Thursday, April 28, 2016

Obama and the Stock Market

Is Obama trying to take credit for the stock market returns over his tenure?  Looks that way.
“One of the constants that I’ve had to deal with over the last few years is folks on Wall Street complaining, even as the stock market went from in the 6,000s to 16,000 or 17,000,” he said, referring to the rise in the Dow Jones Industrial Average during his administration.
I can't update my analysis on this just now, but let me reiterate my basic thesis about Obama and the stock market: 1) what, in general, has been bad for Barack Obama has been good for the stock market; and, 2) the stock market expected 3 very bad things to come of the Obama era, and when it became apparent that only one would materialize, it rose on the reduction of fear rather than on a wave of optimism.  My key posts outlining this are here and here and here.  And here is the gist:
...despite re-election, Barack Obama's popularity has gone consistently down and his power has consistently ebbed since the day he took office.  Even at the supposed height of his influence, he had to scrape, scrounge and have Harry Reid pull a few sneaky tricks to get his signature legislation through.  Beyond that his accomplishments have been nearly nil, and, in my view, the stock market loves it.
The market had big legs up in response, or in absorbing the reality even before the fact, to major Obama defeats, the 2010 midterm elections and the 2014 loss of the Senate.  In general, however, the Obama tenure has been one of slowly eroding power and influence and the market has melted up.  It picked up on his ineffectuality long ago.  For the last year or so, it has been discounting what a post-Obama world might look like.

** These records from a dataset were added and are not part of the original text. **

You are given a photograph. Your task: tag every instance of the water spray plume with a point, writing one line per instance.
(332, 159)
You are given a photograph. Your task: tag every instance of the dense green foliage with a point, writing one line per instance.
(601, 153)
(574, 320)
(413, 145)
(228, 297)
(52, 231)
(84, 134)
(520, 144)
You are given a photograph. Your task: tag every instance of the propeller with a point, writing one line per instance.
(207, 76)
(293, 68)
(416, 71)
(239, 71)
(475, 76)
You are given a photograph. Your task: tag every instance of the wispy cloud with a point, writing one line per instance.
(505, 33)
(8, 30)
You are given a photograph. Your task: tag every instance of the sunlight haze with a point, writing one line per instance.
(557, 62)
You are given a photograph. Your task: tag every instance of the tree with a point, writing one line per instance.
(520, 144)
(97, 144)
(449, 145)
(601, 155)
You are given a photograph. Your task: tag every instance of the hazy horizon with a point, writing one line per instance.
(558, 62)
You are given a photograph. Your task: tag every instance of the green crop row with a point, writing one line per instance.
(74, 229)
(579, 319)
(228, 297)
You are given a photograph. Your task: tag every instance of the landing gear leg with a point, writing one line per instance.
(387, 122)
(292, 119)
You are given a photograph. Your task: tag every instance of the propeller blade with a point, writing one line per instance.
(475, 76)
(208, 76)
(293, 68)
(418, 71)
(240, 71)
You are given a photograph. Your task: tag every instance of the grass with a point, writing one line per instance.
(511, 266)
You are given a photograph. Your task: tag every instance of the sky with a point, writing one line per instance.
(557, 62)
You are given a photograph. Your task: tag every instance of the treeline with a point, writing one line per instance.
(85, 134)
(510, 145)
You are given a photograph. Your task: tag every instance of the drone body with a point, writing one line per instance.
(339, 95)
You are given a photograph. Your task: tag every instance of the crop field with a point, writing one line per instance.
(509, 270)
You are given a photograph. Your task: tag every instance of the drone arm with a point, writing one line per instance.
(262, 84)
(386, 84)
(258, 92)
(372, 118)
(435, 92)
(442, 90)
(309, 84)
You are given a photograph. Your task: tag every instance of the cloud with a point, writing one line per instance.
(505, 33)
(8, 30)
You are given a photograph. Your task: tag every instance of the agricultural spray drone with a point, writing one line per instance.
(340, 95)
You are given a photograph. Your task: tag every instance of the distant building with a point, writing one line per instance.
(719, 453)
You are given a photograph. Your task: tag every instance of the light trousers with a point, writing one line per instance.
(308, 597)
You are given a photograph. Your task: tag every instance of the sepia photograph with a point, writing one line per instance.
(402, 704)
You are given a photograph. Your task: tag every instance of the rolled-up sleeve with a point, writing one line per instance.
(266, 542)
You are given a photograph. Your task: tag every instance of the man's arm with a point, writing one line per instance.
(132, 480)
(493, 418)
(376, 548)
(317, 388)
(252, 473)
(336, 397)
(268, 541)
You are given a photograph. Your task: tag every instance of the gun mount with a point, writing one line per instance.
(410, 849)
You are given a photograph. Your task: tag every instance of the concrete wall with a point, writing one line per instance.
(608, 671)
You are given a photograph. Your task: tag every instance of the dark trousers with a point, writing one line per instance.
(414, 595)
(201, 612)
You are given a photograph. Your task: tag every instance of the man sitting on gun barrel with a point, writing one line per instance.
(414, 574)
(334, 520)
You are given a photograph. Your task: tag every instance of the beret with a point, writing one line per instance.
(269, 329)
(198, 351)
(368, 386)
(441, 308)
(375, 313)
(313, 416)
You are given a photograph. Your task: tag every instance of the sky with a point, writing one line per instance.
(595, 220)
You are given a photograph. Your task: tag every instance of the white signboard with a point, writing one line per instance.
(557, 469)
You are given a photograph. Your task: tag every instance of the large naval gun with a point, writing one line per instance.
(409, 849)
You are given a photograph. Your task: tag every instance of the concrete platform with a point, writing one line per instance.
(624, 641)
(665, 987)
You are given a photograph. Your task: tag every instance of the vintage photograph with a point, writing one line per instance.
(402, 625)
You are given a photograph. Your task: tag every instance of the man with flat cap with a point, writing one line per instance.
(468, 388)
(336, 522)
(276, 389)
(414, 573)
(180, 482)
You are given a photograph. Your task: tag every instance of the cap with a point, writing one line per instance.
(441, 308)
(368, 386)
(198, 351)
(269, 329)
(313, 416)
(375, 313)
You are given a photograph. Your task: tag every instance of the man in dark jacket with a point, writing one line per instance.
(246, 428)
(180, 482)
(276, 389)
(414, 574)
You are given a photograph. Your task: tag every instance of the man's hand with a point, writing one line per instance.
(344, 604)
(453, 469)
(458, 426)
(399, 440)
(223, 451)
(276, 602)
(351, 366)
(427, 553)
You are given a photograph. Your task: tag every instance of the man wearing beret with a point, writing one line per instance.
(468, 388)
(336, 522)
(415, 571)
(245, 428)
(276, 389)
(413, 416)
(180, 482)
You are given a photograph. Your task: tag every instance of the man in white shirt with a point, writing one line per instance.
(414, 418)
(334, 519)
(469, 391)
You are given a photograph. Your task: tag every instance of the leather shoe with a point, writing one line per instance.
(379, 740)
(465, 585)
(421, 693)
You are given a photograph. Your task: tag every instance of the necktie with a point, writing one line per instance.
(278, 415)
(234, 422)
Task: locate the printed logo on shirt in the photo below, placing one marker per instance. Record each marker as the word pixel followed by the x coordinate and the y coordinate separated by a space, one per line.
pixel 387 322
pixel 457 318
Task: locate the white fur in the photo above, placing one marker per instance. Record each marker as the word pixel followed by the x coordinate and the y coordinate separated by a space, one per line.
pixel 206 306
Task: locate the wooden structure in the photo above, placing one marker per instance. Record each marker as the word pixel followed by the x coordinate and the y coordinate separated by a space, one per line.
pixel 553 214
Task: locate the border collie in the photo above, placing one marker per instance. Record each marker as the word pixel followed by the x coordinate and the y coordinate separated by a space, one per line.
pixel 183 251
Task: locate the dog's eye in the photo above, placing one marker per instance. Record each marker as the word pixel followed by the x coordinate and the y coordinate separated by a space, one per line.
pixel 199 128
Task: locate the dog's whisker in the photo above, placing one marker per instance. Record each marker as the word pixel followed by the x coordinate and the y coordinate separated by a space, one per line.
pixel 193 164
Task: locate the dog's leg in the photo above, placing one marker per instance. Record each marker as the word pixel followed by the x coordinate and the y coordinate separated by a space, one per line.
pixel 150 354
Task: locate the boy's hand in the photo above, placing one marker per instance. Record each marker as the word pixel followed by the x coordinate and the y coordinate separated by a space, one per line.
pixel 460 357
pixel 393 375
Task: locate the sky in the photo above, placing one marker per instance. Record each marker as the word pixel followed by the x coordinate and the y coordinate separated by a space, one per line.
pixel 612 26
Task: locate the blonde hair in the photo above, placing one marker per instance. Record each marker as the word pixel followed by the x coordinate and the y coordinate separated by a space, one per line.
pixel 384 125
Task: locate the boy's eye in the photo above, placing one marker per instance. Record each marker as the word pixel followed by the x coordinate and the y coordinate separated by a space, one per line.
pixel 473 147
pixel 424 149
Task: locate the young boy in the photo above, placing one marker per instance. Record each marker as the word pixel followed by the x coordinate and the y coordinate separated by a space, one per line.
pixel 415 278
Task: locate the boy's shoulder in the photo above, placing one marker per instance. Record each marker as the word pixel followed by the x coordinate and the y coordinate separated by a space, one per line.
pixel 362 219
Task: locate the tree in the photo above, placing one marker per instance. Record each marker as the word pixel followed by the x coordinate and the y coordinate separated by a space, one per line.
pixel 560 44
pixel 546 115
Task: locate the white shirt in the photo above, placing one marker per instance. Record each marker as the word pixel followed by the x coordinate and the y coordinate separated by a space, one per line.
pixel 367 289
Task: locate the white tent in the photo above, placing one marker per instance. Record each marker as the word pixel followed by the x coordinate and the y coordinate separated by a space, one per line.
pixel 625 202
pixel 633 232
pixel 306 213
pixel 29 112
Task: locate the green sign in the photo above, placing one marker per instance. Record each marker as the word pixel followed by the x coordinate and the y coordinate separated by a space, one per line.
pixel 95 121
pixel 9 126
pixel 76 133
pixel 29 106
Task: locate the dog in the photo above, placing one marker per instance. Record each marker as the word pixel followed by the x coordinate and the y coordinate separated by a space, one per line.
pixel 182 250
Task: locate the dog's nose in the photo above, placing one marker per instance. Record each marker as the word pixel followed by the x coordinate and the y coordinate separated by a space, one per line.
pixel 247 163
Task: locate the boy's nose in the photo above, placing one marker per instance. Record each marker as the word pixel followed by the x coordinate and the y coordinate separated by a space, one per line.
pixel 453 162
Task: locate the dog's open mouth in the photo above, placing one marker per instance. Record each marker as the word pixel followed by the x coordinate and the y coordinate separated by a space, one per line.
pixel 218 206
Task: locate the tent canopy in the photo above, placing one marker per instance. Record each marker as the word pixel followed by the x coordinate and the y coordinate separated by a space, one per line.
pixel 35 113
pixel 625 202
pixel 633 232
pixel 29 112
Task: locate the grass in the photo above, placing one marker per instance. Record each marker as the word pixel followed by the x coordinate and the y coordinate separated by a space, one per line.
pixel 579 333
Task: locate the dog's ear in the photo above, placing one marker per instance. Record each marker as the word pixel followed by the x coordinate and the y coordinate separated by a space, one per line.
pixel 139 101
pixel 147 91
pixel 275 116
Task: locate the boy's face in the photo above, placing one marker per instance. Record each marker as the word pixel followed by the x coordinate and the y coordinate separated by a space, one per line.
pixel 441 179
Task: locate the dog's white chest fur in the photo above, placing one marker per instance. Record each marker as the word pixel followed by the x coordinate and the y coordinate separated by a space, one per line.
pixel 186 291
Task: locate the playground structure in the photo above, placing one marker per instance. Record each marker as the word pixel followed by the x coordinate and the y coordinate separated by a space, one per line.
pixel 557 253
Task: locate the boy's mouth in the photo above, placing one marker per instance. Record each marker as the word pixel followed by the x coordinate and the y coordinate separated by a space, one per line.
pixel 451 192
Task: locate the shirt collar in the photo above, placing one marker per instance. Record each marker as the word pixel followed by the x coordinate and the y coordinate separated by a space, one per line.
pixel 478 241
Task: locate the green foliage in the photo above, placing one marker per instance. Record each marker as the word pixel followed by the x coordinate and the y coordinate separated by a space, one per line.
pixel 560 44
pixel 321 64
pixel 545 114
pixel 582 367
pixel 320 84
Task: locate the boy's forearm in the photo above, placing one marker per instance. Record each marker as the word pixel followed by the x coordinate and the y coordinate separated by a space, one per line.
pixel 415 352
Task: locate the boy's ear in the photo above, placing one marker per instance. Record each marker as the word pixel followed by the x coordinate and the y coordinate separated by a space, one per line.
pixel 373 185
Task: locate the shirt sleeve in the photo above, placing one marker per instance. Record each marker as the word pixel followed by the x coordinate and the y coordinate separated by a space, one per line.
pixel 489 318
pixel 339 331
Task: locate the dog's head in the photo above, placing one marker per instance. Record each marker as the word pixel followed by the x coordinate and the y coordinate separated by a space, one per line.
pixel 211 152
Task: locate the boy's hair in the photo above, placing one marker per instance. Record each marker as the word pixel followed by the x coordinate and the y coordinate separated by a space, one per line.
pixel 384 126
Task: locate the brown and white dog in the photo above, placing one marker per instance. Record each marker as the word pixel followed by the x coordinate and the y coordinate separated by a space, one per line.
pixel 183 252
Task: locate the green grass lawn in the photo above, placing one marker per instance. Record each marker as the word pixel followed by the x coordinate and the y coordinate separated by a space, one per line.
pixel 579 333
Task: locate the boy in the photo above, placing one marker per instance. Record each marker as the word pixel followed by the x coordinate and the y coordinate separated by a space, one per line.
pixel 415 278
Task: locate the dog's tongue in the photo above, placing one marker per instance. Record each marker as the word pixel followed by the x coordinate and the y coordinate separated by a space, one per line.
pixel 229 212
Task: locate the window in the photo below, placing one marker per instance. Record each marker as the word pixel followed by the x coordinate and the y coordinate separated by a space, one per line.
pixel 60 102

Having said all that, I DO believe that the Democrats' policies have resulted in the stock returns that we've experienced in recent years, but these results are completely unintentional and diametrically opposed to what Democrats say they want to achieve.  What we are seeing is either profound lack of understanding, on the part of Democrats, of how the world works or a completely phony facade of rhetoric built on top of a policy program specifically designed for the wealthy class.